Pundits expect some kind of estate tax will be enacted retroactively for this year, but in case it isn’t advisors need to be prepared with other options.

Before the estate tax disappeared, assets passed to heirs benefited from a step-up in basis, which essentially eliminated any capital gains liability. However this year, until some estate tax legislation is put in place, there are limits on how much property gets a step-up in basis.

It’s complicated, but basically under the current no-estate-tax law there is an allowance for passing assets without a basis carry-over of $1.3 million for each estate. In addition there’s a $3 million step-up in basis for assets passed to a surviving spouse.

“The big scam of it all was that Bush substituted a higher capital gains tax for the estate tax,” in 2010, said Martin Shenkman, an estate planner in Paramus, N.J. “This is the stuff that no one’s talked about. … Most people are hiding their heads in the sand. That’s not acceptable because it violates the prudent investor act, which requires you to make decisions about taxes. You have to present the options to clients and document that.”

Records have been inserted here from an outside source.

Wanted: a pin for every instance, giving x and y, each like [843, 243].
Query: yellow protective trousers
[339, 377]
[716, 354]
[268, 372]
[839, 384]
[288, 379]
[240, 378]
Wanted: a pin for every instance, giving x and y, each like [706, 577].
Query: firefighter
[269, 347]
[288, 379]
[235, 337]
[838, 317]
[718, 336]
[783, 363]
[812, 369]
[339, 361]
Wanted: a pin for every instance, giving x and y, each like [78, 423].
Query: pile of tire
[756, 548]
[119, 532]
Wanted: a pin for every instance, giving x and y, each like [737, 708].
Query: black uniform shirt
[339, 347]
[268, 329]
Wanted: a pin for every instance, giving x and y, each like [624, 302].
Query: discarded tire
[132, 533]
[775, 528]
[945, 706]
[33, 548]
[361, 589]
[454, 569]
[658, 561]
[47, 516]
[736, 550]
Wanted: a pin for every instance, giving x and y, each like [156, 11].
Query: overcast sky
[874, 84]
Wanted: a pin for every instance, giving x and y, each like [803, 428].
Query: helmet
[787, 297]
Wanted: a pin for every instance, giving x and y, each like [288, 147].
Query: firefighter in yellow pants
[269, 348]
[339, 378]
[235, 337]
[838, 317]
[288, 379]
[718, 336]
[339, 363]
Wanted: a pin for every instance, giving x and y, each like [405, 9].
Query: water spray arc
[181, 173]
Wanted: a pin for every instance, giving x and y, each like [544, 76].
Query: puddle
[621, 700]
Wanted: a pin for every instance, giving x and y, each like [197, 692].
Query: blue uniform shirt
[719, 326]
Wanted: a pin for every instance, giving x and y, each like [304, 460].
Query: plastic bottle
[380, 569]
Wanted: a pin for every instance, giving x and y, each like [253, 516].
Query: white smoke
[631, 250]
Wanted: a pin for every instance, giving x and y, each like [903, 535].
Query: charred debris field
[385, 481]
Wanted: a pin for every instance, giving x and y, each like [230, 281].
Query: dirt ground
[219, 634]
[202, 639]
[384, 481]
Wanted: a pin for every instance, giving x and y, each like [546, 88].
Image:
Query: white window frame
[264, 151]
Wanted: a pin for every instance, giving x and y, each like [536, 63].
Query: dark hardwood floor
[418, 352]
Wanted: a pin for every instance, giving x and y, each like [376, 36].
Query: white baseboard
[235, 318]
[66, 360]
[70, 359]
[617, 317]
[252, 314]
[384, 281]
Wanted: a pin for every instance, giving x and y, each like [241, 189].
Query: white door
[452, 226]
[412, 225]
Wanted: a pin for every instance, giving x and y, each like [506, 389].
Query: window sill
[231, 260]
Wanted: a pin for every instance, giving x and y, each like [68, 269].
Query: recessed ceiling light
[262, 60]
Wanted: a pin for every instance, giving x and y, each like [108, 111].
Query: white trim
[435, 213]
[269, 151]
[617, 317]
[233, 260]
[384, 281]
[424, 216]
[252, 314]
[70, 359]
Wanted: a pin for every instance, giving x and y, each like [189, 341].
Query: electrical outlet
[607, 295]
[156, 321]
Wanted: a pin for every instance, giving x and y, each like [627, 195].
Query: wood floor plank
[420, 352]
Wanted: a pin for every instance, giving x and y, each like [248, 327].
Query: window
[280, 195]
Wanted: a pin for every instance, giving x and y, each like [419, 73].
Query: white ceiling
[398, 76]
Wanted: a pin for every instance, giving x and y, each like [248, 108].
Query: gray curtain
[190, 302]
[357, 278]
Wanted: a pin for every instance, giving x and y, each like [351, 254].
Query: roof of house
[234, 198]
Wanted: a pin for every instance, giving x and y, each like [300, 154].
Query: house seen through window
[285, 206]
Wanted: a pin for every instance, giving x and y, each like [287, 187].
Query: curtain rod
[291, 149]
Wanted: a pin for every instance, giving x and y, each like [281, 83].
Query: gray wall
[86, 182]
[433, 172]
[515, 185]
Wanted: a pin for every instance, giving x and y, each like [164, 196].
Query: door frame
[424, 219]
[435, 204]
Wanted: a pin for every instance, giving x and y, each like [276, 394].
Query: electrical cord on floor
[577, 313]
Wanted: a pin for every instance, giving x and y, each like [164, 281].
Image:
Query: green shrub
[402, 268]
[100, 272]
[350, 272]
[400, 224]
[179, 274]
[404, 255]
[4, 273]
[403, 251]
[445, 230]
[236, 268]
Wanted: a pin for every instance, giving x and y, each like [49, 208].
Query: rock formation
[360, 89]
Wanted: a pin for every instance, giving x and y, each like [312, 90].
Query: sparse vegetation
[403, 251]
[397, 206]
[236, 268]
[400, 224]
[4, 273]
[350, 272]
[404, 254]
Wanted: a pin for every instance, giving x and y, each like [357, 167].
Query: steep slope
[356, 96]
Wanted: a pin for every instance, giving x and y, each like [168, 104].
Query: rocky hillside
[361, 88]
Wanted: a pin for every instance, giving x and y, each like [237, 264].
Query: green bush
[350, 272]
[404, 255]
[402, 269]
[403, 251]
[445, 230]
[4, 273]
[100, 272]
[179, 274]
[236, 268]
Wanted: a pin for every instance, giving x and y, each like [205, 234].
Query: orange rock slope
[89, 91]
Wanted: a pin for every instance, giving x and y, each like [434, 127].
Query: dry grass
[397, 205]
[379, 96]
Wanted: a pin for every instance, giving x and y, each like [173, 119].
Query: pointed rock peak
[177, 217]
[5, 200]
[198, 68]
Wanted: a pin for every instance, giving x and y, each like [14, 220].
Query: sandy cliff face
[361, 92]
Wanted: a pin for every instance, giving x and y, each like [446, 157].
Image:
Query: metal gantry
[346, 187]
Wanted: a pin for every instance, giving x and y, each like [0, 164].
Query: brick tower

This problem doesn’t just affect the wealthy, according to David Handler, a partner at the law firm Kirkland and Ellis in Chicago. Ninety-nine percent of the country doesn’t have an estate worth more than $3 million, so they wouldn’t have paid estate taxes last year anyway, but most people do have assets — heirlooms, homes or inherited stock —that have appreciated in value and thus have embedded capital gains liability.

So this year, what can you do for clients that are trying to manage low-basis assets more than estate taxes?

Until this year, the way to minimize estate taxes was commonly to divide estate assets in half and put each half in a credit shelter trust, so the lifetime estate tax exclusion would be preserved regardless of which spouse died first. But clients didn’t have to worry about capital gains because the cost basis (what the assets were purchased at) was “stepped up” to current market value.

Shenkman said clients now must divide assets based on appreciation to minimize capital gains. The idea would be to appropriate the least appreciated assets to the spouse who’s expected to die first.

But since it isn't clear which assets will appreciate most over the year, or which spouse will die first, Shenkman suggested a simple solution: Re-title nontirement assets as tenants in common. This way whichever spouse dies first automatically holds an equal half the assets.

It’s a simple, but wholly workable solution, he said.

There are other strategies that the ultra-wealthy use on a regular basis to defer capital gains taxes indefinitely regardless of the estate tax, Shenkman said. For example, if a client owned a shopping mall that was built for a $1 million and is now valued at $2 million. Instead of selling it, the heirs could swap the property through a tax-deferred exchange for another real estate investment.

Another vehicle is an exchange fund. For example, if an heir inherit $1 million in Apple stock that was bought for $100,000, they could take that stock to Goldman Sachs and ask to put it in an exchange fund or investment partnership along with other owners of highly appreciated stock. If this is done correctly, there is no capital gains realized for the investment and the stock is instantly diversified.

Then of course, wealthy clients can also use a charitable remainder trust to essentially eliminate capital gains. The client can contribute appreciated stock to a charity, which can sell the stock to create a diversified portfolio that would throw off a steady income to the donor. Upon the client’s death, what remains in the trust would go to the charity.

“You can defer capitals gains tax for a very long time, and that can be worth a lot,” Shenkman said. “The whole concept of basis carry-over is so utterly complicated, I wonder who will ever be able to do it, and folks with megabucks will find a way around it.